Load and re-use an NLTK tokenizer#

Prerequisites#

Introduction#

Natural Language Toolkit (NLTK) is a Python package to execute a variety of operations on text data. It relies on several pre-trained artifacts like word embeddings or tokenizers that are not available out-of-the-box when you install the package: by default you have to manually download them in your code.

In this tutorial, you will use Dataiku’s code environment resources to create a code environment and add the punkt sentence tokenizer to it.

Loading the tokenizer#

After creating your Python code environment with the required NLTK package (see the beginning of the tutorial), in the Resources screen of your Code Environment, input the following initialization script then click on Update:

## Base imports
import os
from dataiku.code_env_resources import clear_all_env_vars
from dataiku.code_env_resources import set_env_path

# Clears all environment variables defined by previously run script
clear_all_env_vars()

## NLTK
# Set NLTK data directory
set_env_path("NLTK_DATA", "nltk_data")

# Import NLTK
import nltk

# Download model: automatically managed by NLTK, does not download
# anything if model is already in NLTK_DATA.
nltk.download('punkt', download_dir=os.environ["NLTK_DATA"])

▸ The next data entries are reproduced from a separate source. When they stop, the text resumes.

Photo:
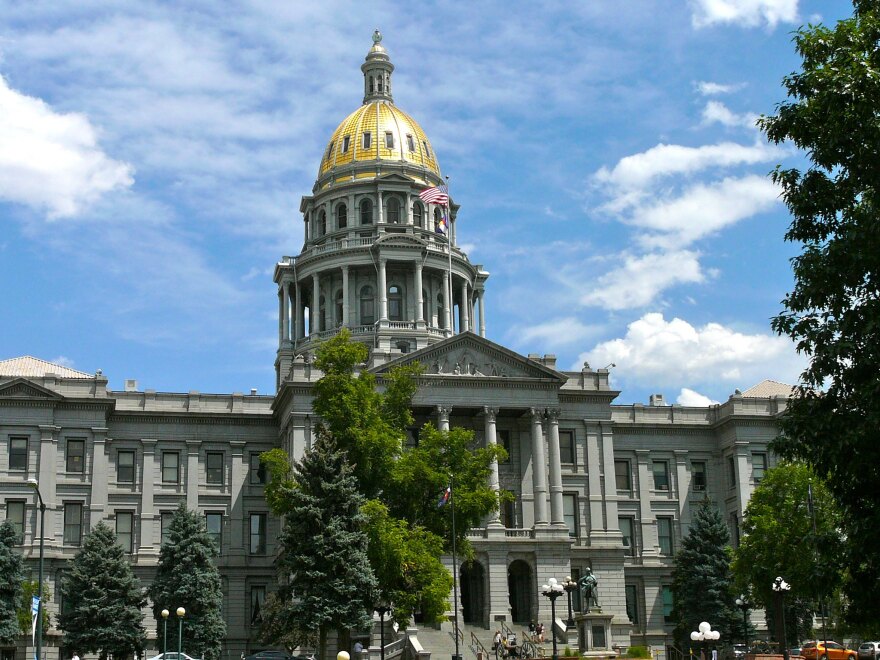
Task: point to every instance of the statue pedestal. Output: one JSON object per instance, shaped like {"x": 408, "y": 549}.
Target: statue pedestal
{"x": 594, "y": 633}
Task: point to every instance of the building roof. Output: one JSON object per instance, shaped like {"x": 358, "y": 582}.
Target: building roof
{"x": 768, "y": 388}
{"x": 31, "y": 367}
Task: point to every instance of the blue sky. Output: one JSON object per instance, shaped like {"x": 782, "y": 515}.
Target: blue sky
{"x": 152, "y": 158}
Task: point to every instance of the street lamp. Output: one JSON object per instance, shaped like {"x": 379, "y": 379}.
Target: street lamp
{"x": 39, "y": 650}
{"x": 781, "y": 587}
{"x": 743, "y": 604}
{"x": 705, "y": 634}
{"x": 180, "y": 614}
{"x": 552, "y": 590}
{"x": 165, "y": 615}
{"x": 570, "y": 587}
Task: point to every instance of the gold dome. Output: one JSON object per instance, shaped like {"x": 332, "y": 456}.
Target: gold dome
{"x": 380, "y": 119}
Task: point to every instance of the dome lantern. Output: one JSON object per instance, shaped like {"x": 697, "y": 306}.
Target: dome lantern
{"x": 377, "y": 70}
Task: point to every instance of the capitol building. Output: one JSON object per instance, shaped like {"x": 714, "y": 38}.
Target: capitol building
{"x": 595, "y": 484}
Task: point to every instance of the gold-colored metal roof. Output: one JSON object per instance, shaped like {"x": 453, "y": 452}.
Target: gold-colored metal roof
{"x": 378, "y": 118}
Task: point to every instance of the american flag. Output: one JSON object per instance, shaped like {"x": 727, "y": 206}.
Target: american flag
{"x": 435, "y": 195}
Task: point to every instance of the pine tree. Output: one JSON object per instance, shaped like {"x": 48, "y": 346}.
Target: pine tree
{"x": 329, "y": 581}
{"x": 188, "y": 577}
{"x": 11, "y": 576}
{"x": 103, "y": 599}
{"x": 702, "y": 581}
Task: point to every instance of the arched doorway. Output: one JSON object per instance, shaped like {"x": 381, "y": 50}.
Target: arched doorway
{"x": 473, "y": 593}
{"x": 519, "y": 590}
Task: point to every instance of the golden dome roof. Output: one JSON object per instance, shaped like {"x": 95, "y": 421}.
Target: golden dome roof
{"x": 378, "y": 130}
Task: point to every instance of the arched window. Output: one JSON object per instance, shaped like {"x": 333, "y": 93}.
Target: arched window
{"x": 395, "y": 303}
{"x": 366, "y": 211}
{"x": 368, "y": 306}
{"x": 393, "y": 206}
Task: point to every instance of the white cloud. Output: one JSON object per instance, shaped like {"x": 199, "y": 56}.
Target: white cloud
{"x": 642, "y": 278}
{"x": 675, "y": 353}
{"x": 688, "y": 397}
{"x": 747, "y": 13}
{"x": 52, "y": 161}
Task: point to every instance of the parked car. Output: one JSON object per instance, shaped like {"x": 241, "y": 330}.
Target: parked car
{"x": 869, "y": 650}
{"x": 816, "y": 651}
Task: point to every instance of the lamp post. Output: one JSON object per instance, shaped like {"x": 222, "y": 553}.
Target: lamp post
{"x": 165, "y": 615}
{"x": 552, "y": 590}
{"x": 180, "y": 614}
{"x": 705, "y": 634}
{"x": 570, "y": 587}
{"x": 382, "y": 609}
{"x": 39, "y": 650}
{"x": 781, "y": 587}
{"x": 743, "y": 604}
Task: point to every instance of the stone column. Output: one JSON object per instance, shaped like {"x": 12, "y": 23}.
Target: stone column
{"x": 465, "y": 324}
{"x": 315, "y": 308}
{"x": 539, "y": 476}
{"x": 556, "y": 515}
{"x": 383, "y": 291}
{"x": 490, "y": 432}
{"x": 420, "y": 313}
{"x": 345, "y": 296}
{"x": 443, "y": 418}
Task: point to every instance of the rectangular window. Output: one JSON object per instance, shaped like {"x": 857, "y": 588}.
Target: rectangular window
{"x": 661, "y": 475}
{"x": 664, "y": 535}
{"x": 214, "y": 467}
{"x": 18, "y": 454}
{"x": 214, "y": 525}
{"x": 125, "y": 467}
{"x": 76, "y": 451}
{"x": 698, "y": 474}
{"x": 165, "y": 526}
{"x": 666, "y": 596}
{"x": 566, "y": 446}
{"x": 170, "y": 467}
{"x": 622, "y": 475}
{"x": 258, "y": 597}
{"x": 15, "y": 515}
{"x": 258, "y": 470}
{"x": 570, "y": 513}
{"x": 72, "y": 523}
{"x": 125, "y": 530}
{"x": 632, "y": 603}
{"x": 759, "y": 466}
{"x": 258, "y": 533}
{"x": 626, "y": 525}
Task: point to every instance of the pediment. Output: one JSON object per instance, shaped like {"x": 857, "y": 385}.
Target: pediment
{"x": 468, "y": 355}
{"x": 21, "y": 388}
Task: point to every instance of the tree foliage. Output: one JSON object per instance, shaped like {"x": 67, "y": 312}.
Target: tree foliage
{"x": 187, "y": 577}
{"x": 11, "y": 576}
{"x": 833, "y": 312}
{"x": 702, "y": 582}
{"x": 103, "y": 599}
{"x": 328, "y": 581}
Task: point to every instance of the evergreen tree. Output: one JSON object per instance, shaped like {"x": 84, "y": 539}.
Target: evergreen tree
{"x": 329, "y": 583}
{"x": 11, "y": 576}
{"x": 103, "y": 599}
{"x": 702, "y": 582}
{"x": 188, "y": 577}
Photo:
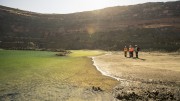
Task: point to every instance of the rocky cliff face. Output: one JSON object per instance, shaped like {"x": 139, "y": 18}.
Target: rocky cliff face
{"x": 150, "y": 25}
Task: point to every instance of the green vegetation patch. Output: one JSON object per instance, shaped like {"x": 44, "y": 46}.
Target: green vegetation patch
{"x": 28, "y": 67}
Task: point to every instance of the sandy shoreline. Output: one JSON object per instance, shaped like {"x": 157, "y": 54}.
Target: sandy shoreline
{"x": 154, "y": 76}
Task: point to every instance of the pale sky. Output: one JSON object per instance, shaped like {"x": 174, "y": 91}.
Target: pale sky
{"x": 69, "y": 6}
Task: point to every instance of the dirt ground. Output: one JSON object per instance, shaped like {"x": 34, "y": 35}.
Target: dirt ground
{"x": 153, "y": 76}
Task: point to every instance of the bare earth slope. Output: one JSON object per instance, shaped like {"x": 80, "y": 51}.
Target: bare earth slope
{"x": 154, "y": 76}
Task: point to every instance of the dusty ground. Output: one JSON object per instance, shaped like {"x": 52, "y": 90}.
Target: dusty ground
{"x": 154, "y": 76}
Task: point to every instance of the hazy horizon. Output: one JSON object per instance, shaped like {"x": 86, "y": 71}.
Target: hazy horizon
{"x": 69, "y": 6}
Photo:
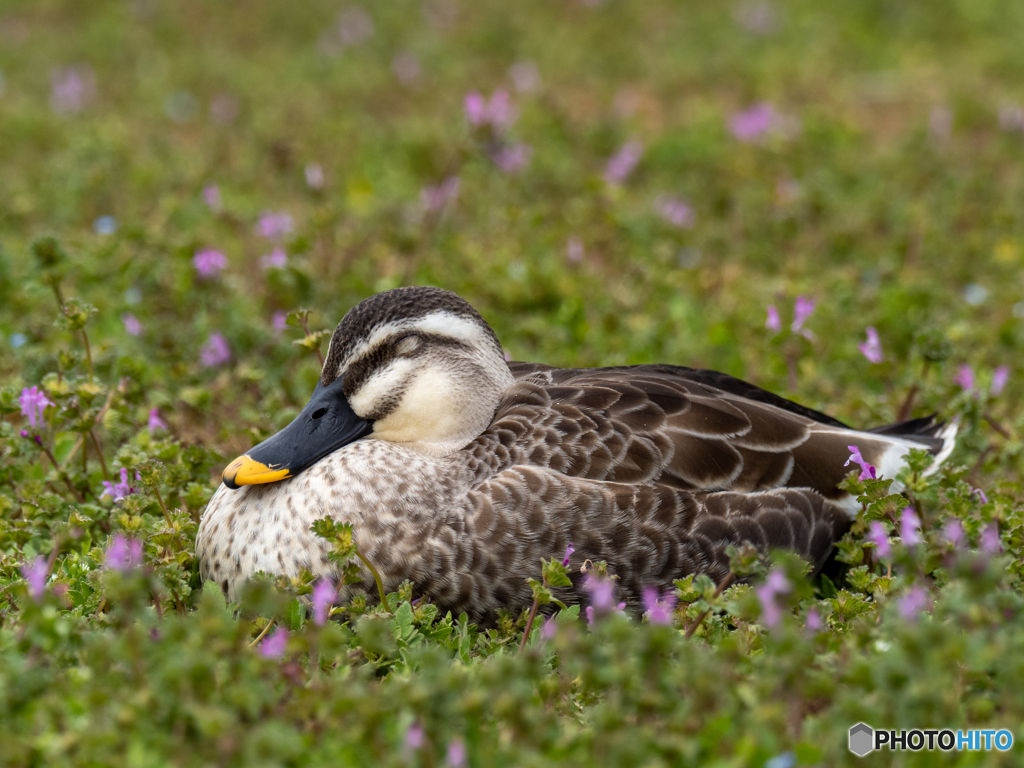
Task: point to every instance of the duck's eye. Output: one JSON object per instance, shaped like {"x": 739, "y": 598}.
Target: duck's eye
{"x": 407, "y": 344}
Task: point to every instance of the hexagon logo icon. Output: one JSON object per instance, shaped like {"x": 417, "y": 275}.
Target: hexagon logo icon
{"x": 861, "y": 739}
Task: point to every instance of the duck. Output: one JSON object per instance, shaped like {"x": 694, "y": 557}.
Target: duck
{"x": 459, "y": 470}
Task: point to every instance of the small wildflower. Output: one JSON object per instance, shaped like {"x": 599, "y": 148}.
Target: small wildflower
{"x": 880, "y": 538}
{"x": 658, "y": 609}
{"x": 209, "y": 262}
{"x": 118, "y": 491}
{"x": 621, "y": 164}
{"x": 276, "y": 259}
{"x": 273, "y": 646}
{"x": 776, "y": 584}
{"x": 132, "y": 325}
{"x": 872, "y": 347}
{"x": 156, "y": 423}
{"x": 677, "y": 212}
{"x": 912, "y": 602}
{"x": 999, "y": 379}
{"x": 965, "y": 378}
{"x": 215, "y": 351}
{"x": 867, "y": 471}
{"x": 36, "y": 576}
{"x": 123, "y": 554}
{"x": 568, "y": 553}
{"x": 34, "y": 401}
{"x": 909, "y": 528}
{"x": 323, "y": 599}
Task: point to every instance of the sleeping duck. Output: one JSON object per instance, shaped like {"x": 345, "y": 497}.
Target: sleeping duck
{"x": 459, "y": 471}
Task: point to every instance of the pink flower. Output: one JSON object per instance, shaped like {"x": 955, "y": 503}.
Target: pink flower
{"x": 912, "y": 602}
{"x": 275, "y": 644}
{"x": 872, "y": 347}
{"x": 434, "y": 198}
{"x": 118, "y": 491}
{"x": 999, "y": 379}
{"x": 36, "y": 576}
{"x": 965, "y": 378}
{"x": 514, "y": 158}
{"x": 215, "y": 351}
{"x": 776, "y": 584}
{"x": 909, "y": 528}
{"x": 273, "y": 225}
{"x": 755, "y": 123}
{"x": 155, "y": 421}
{"x": 621, "y": 164}
{"x": 209, "y": 262}
{"x": 658, "y": 609}
{"x": 131, "y": 324}
{"x": 675, "y": 211}
{"x": 880, "y": 538}
{"x": 276, "y": 259}
{"x": 866, "y": 470}
{"x": 211, "y": 196}
{"x": 34, "y": 401}
{"x": 123, "y": 554}
{"x": 573, "y": 250}
{"x": 323, "y": 599}
{"x": 568, "y": 553}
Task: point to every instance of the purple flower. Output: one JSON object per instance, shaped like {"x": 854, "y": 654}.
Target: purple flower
{"x": 880, "y": 538}
{"x": 573, "y": 250}
{"x": 155, "y": 421}
{"x": 965, "y": 378}
{"x": 658, "y": 609}
{"x": 621, "y": 164}
{"x": 675, "y": 211}
{"x": 314, "y": 176}
{"x": 211, "y": 196}
{"x": 990, "y": 540}
{"x": 276, "y": 259}
{"x": 72, "y": 88}
{"x": 273, "y": 646}
{"x": 323, "y": 599}
{"x": 132, "y": 326}
{"x": 999, "y": 379}
{"x": 866, "y": 470}
{"x": 775, "y": 584}
{"x": 801, "y": 311}
{"x": 755, "y": 123}
{"x": 952, "y": 531}
{"x": 912, "y": 602}
{"x": 568, "y": 553}
{"x": 909, "y": 527}
{"x": 512, "y": 159}
{"x": 215, "y": 351}
{"x": 457, "y": 753}
{"x": 36, "y": 576}
{"x": 434, "y": 198}
{"x": 209, "y": 262}
{"x": 34, "y": 402}
{"x": 414, "y": 736}
{"x": 273, "y": 225}
{"x": 123, "y": 554}
{"x": 872, "y": 347}
{"x": 118, "y": 491}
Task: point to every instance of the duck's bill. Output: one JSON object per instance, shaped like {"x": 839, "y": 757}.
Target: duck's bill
{"x": 326, "y": 424}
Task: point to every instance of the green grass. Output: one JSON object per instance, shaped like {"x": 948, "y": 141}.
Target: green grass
{"x": 892, "y": 195}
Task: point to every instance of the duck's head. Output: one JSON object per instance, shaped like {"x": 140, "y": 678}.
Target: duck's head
{"x": 414, "y": 366}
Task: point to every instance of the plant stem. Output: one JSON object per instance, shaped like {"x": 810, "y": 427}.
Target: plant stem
{"x": 377, "y": 578}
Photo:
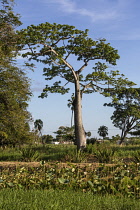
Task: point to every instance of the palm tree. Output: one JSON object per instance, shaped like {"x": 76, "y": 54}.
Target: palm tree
{"x": 38, "y": 124}
{"x": 103, "y": 131}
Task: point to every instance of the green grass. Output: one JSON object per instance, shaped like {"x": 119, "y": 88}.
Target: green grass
{"x": 62, "y": 200}
{"x": 67, "y": 153}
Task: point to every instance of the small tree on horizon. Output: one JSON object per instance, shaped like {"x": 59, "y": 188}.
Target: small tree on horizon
{"x": 56, "y": 46}
{"x": 103, "y": 131}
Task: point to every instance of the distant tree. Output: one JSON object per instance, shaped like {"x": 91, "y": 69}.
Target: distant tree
{"x": 14, "y": 85}
{"x": 38, "y": 124}
{"x": 127, "y": 110}
{"x": 47, "y": 138}
{"x": 70, "y": 105}
{"x": 55, "y": 46}
{"x": 136, "y": 132}
{"x": 65, "y": 133}
{"x": 103, "y": 131}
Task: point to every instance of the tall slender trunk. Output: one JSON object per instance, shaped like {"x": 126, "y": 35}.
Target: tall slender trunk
{"x": 79, "y": 129}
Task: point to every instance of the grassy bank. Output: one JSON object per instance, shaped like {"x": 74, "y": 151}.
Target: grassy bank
{"x": 58, "y": 199}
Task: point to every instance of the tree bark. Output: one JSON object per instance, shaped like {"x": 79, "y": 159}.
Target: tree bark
{"x": 79, "y": 129}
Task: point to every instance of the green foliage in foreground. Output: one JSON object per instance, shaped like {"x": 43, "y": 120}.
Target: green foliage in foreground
{"x": 103, "y": 153}
{"x": 58, "y": 200}
{"x": 100, "y": 179}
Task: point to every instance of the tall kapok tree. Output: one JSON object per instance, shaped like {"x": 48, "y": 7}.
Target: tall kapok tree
{"x": 55, "y": 46}
{"x": 127, "y": 110}
{"x": 38, "y": 124}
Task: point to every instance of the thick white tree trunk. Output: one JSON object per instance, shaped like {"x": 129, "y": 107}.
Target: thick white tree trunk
{"x": 79, "y": 129}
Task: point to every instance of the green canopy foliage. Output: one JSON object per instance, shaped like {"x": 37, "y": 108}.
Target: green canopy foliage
{"x": 103, "y": 131}
{"x": 14, "y": 85}
{"x": 71, "y": 56}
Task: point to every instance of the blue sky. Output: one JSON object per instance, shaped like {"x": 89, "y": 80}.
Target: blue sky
{"x": 115, "y": 20}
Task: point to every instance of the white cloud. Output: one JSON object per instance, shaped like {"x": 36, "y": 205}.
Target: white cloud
{"x": 101, "y": 10}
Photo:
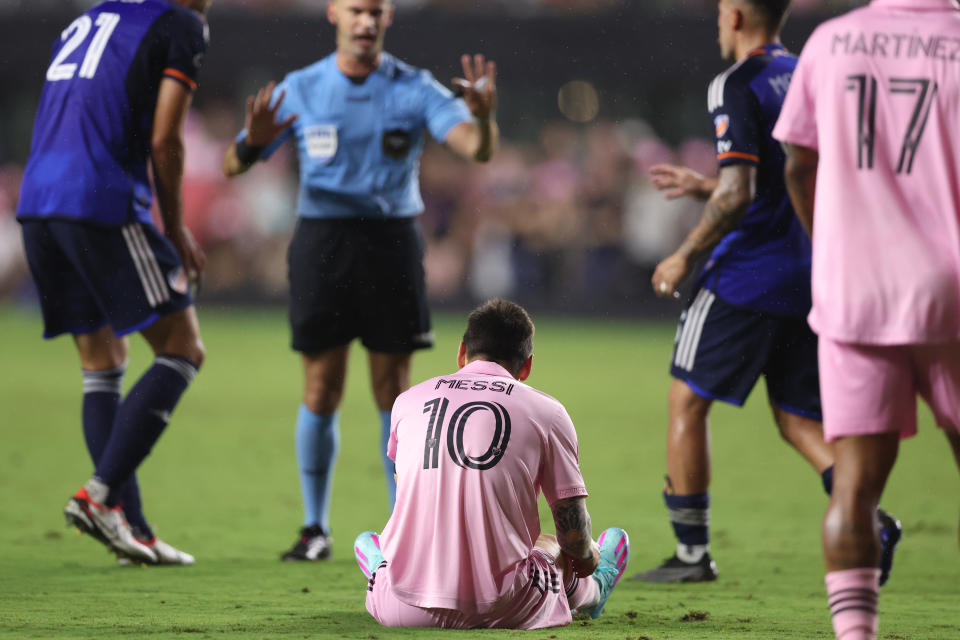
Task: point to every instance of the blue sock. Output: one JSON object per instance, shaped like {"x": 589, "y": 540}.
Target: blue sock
{"x": 827, "y": 477}
{"x": 141, "y": 418}
{"x": 389, "y": 469}
{"x": 690, "y": 517}
{"x": 318, "y": 441}
{"x": 101, "y": 398}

This script will download the punkt tokenizer and store it on the Dataiku instance. Note that the script will only need to run once. Once run successfully, all users allowed to use the code environment will be able to leverage the tokenizer without having to re-download it.

Using the tokenizer in your code#

You can now use your tokenizer in your Dataiku project’s Python recipe or notebook. Here is an example:

import nltk

text = '''
Dataiku integrates with your existing infrastructure — on-premises or in the cloud. It takes advantage of 
each technology’s native storage and computational layers. Additionally, Dataiku provides 
a fully hosted SaaS option built for the modern cloud data stack. With fully 
managed elastic AI powered by Spark and Kubernetes, you can achieve maximum performance 
and efficiency on large workloads.
'''

sent_detector = nltk.data.load('tokenizers/punkt/english.pickle')
print('\n-----\n'.join(sent_detector.tokenize(text.replace('\n', ' ').strip())))

Running this code should give you an output similar to this:

Dataiku integrates with your existing infrastructure — on-premises or in the cloud.
-----
It takes advantage of  each technology’s native storage and computational layers.
-----
Additionally, Dataiku provides  a fully hosted SaaS option built for the modern cloud data stack.
-----
With fully  managed elastic AI powered by Spark and Kubernetes, you can achieve maximum performance  and efficiency on large workloads.

Using the same process, you can easily fetch and reuse any other kind of artifact required by NLTK for your text-processing tasks.